Swine and Demons
by Fr. Gerard Saguto, FSSP.
In the fifth chapter of the Gospel according to St. Mark, after a stormy night on the sea, our Lord and the Apostles land on the shore of the Gerasens.
Although these people traded with the surrounding areas, they kept to themselves for the most part. Upon landing, Christ encounters a man possessed for a long time by an unclean spirit whose name is Legion, “for we are many”. Quite the spectacle and menace to anyone who passed by.
The demons, in agony before Christ and forced to homage Him, mysteriously beg our Lord that He not send them back into the abyss before it is time, and instead ask to inhabit a herd of swine grazing in a nearby field.
Christ permits it, and the next thing we see are thousands of swine hurtling themselves off the cliff into the sea and drowning.
This must have been quite the show, especially for the swineherds, who perhaps had caught notice of the boat mooring on the shore and then watched in curiosity, in hopes of being entertained by its passengers running into the demoniac of the caves.
But the man was liberated, after enduring many years of torment, and that should have been a cause for some celebration.
The freak show was over; this mysterious man named Jesus had freed him.
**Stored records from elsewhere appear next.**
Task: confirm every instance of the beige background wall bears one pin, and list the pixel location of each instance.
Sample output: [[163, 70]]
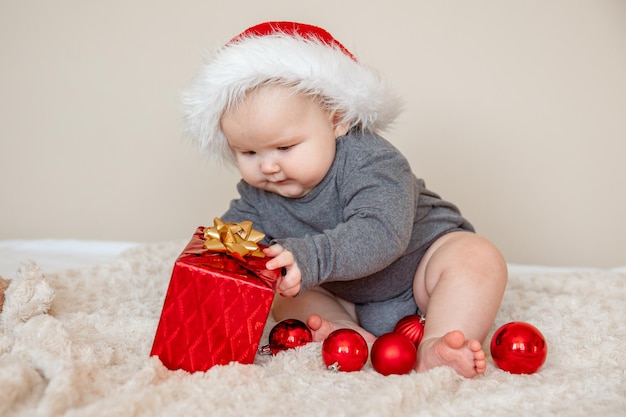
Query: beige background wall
[[515, 110]]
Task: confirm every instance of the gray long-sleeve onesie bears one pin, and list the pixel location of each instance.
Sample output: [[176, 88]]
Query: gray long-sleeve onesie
[[362, 231]]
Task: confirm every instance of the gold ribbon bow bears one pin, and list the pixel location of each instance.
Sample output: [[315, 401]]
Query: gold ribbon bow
[[239, 239]]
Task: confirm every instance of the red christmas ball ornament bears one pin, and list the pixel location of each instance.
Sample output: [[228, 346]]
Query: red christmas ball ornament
[[518, 348], [412, 326], [393, 353], [289, 334], [345, 350]]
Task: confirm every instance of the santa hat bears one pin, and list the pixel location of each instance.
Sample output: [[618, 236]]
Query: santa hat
[[306, 58]]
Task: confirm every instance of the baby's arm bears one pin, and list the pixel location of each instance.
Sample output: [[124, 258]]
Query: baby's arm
[[289, 283]]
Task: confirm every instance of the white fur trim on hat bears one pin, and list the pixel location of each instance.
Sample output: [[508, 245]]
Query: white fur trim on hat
[[307, 64]]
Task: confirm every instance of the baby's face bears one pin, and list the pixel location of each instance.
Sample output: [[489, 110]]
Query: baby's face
[[283, 142]]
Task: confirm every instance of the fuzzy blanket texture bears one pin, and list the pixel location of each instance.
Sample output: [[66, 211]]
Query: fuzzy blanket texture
[[77, 343]]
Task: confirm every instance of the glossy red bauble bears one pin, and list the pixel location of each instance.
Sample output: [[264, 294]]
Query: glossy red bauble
[[289, 334], [412, 326], [518, 348], [345, 350], [393, 353]]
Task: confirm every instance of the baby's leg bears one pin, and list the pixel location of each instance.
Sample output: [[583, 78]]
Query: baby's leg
[[321, 311], [459, 284]]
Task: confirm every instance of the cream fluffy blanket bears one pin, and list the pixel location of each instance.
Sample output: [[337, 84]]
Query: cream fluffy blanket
[[77, 343]]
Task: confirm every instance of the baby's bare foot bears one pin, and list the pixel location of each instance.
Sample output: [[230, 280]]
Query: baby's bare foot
[[321, 328], [466, 357]]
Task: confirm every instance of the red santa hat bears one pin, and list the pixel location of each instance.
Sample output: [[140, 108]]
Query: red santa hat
[[306, 58]]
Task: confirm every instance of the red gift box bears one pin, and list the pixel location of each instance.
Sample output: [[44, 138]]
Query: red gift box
[[215, 308]]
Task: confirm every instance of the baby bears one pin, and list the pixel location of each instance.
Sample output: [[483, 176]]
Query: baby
[[361, 240]]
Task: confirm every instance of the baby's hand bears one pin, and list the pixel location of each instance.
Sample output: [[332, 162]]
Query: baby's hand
[[289, 284]]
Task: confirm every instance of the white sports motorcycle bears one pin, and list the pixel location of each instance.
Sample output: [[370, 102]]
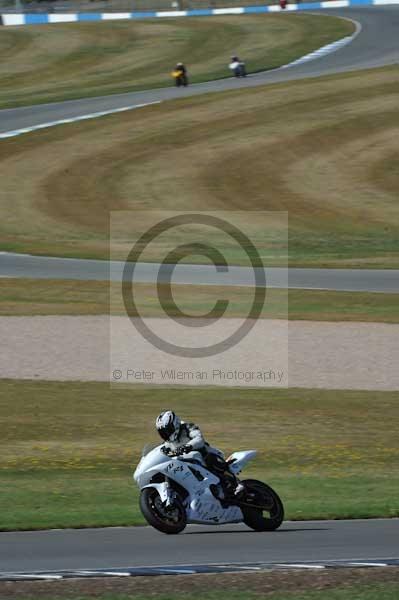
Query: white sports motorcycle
[[178, 490]]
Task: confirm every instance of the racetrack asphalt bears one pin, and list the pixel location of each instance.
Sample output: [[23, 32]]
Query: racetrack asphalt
[[143, 546], [354, 280], [376, 46]]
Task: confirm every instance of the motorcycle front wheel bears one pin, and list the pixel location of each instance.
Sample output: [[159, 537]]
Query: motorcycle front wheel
[[271, 515], [170, 520]]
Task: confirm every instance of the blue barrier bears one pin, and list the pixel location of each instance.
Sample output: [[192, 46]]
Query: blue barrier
[[41, 18]]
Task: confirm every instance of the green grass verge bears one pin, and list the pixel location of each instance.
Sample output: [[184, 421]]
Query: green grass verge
[[60, 62], [322, 150], [68, 450], [60, 297]]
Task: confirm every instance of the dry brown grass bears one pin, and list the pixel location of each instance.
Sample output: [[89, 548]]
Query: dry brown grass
[[318, 149], [48, 63]]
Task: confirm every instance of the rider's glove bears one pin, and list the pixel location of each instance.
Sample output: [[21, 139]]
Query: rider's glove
[[184, 450], [166, 451]]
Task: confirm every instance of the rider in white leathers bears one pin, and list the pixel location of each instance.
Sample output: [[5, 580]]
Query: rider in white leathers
[[180, 438]]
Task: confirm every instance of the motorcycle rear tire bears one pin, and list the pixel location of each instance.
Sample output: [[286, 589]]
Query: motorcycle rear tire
[[153, 518], [253, 517]]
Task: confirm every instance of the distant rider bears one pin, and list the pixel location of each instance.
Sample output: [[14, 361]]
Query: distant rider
[[238, 67], [181, 438], [183, 77]]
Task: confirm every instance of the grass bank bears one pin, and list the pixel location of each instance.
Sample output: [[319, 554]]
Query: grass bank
[[60, 297], [68, 450], [328, 584], [322, 150], [48, 63], [371, 591]]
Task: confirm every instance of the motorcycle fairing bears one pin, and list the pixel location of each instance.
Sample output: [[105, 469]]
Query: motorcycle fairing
[[201, 505]]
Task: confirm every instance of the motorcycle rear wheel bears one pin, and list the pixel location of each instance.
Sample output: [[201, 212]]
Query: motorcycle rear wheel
[[254, 517], [170, 521]]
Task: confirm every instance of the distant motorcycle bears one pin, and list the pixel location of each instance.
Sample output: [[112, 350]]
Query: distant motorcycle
[[238, 68], [178, 490], [180, 78]]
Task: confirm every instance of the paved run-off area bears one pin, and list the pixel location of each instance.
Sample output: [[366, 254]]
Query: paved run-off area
[[320, 355]]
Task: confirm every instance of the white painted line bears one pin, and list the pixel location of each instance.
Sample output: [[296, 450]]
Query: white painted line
[[172, 570], [34, 576], [103, 113]]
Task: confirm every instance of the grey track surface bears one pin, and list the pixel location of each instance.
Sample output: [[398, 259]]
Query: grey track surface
[[129, 547], [376, 46], [356, 280]]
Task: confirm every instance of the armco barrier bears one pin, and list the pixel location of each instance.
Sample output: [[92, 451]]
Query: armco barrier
[[42, 18]]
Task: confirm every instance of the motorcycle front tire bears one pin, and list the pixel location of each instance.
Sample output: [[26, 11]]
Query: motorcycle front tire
[[253, 517], [154, 516]]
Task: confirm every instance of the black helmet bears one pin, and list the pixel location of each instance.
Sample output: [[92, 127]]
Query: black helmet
[[168, 425]]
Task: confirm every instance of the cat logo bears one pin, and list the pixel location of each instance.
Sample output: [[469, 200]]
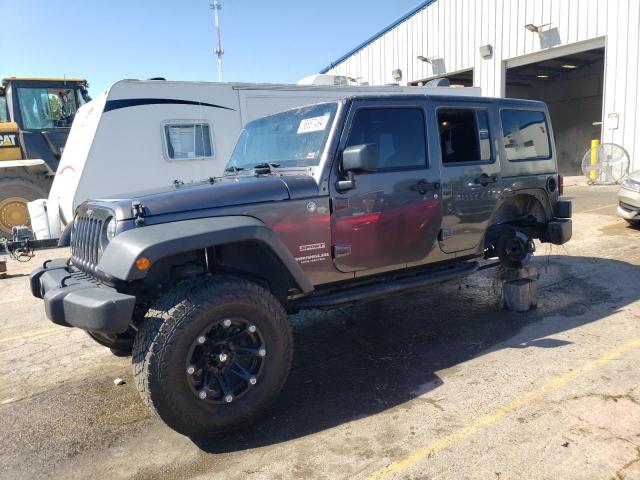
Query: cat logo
[[8, 140]]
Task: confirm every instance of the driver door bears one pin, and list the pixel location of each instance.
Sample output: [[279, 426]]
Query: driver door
[[390, 216]]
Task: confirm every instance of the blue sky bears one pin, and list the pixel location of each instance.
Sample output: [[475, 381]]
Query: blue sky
[[264, 41]]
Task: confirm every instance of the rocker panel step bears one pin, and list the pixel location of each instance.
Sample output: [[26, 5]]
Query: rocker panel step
[[384, 288]]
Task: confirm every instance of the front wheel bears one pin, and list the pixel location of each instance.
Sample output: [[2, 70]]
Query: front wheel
[[634, 223], [212, 354]]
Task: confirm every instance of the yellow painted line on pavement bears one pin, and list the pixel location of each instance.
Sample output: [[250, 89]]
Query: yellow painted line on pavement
[[599, 208], [422, 453], [31, 334]]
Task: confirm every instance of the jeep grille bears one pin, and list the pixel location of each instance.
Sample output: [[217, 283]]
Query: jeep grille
[[86, 238]]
God be praised! And the man was most grateful.
Nonetheless, in those few short minutes our Lord had effectively upset the flow of life for the Gerasens – and this was a problem.
Time was going to be needed to pick up the pieces. To them it was better had Christ never come. And so an embassy is sent to Him, politely requesting that He depart.
Our Lord puts up no resistance, but insists that the man He just healed remain as a living testimony to Him, to dispose them for a future visit, whenever that might be.
While we can somewhat understand why things ended the way they did here, it can still be baffling to think that these people preferred their swine and demons over Christ.
For them, it was better that way, even if it was to their immediate and substantial loss, of which they were incapable of realizing.
In His efforts, Christ, who makes no mistakes, seemed to have been defeated (again).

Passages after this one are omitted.